Barrierless photoisomerisation of the "simplest cyanine": joining computational and femtosecond optical spectroscopies to trace the full reaction path.

Physical chemistry chemical physics : PCCP (2012-08-31)
Alexander Weigel, Matthias Pfaffe, Mohsen Sajadi, Rainer Mahrwald, Roberto Improta, Vincenzo Barone, Dario Polli, Giulio Cerullo, Nikolaus P Ernsting, Fabrizio Santoro
ABSTRACT

The photoisomerisation of 1,1'-diethyl-2,2'-pyridocyanine, regarded by Brooker as the simplest cyanine, is examined in methanol by time-resolved experiments and PCM/TD-CAM-B3LYP calculations.
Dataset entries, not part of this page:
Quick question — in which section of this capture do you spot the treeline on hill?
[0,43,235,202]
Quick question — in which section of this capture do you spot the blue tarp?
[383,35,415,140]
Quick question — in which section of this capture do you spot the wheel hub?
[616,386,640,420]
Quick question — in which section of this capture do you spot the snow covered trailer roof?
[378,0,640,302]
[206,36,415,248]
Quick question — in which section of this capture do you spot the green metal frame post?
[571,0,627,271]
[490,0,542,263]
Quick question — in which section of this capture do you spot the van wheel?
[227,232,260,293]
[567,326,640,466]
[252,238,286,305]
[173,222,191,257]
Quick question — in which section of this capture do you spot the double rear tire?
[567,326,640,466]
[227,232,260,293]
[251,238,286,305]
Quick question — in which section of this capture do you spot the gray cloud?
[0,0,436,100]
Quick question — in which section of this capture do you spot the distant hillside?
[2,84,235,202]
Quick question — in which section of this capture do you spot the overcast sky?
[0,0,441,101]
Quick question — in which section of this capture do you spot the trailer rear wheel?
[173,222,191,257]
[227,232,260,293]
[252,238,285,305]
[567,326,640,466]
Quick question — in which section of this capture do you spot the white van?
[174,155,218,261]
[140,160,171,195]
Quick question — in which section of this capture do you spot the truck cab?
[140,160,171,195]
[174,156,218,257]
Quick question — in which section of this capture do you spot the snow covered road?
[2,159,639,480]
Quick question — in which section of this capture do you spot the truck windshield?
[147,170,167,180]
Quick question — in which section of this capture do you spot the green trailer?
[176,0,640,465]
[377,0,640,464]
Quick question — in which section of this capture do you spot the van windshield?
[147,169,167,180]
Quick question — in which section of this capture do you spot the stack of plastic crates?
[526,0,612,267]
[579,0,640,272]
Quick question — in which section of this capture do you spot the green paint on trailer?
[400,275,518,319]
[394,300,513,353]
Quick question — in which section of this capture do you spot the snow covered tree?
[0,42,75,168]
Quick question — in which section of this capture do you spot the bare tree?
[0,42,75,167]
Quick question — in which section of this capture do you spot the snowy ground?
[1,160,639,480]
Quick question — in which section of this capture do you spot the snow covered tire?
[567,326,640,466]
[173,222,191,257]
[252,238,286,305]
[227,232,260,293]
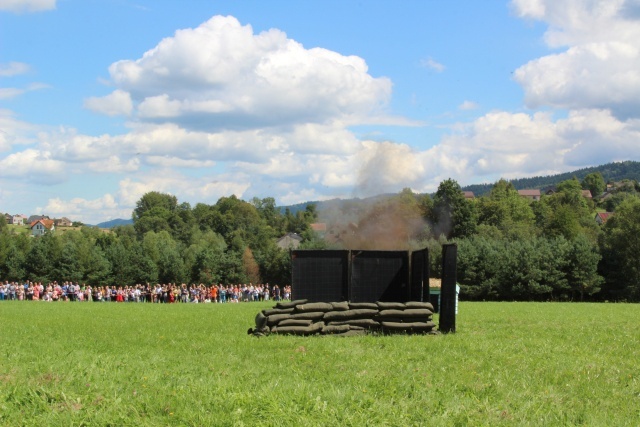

Femtosecond transient absorption, fluorescence upconversion, and stimulated Raman scattering, all with broadband coverage, provide a panoramic view of the photoreaction. On the computational side, evolving distributions on an S(1) minimum-energy path are obtained by solving the Smoluchowski equation for drift and diffusion of torsional motion. Absorption and fluorescence bandshapes are calculated and compared to the observations; near-quantitative agreement implies that the entire S(1) path has been observed. Most importantly the global S(1) minimum, i.e. the perpendicular "phantom state" P*, can be identified and characterized in this way. Internal conversion of P* (3.7 ps), assisted by solvent equilibration, leads to the hot ground state. Within 5 ps, vibrational bands of cis and trans isomers are recognized with the help of calculated Raman spectra. The differences between observed and simulated spectra are discussed.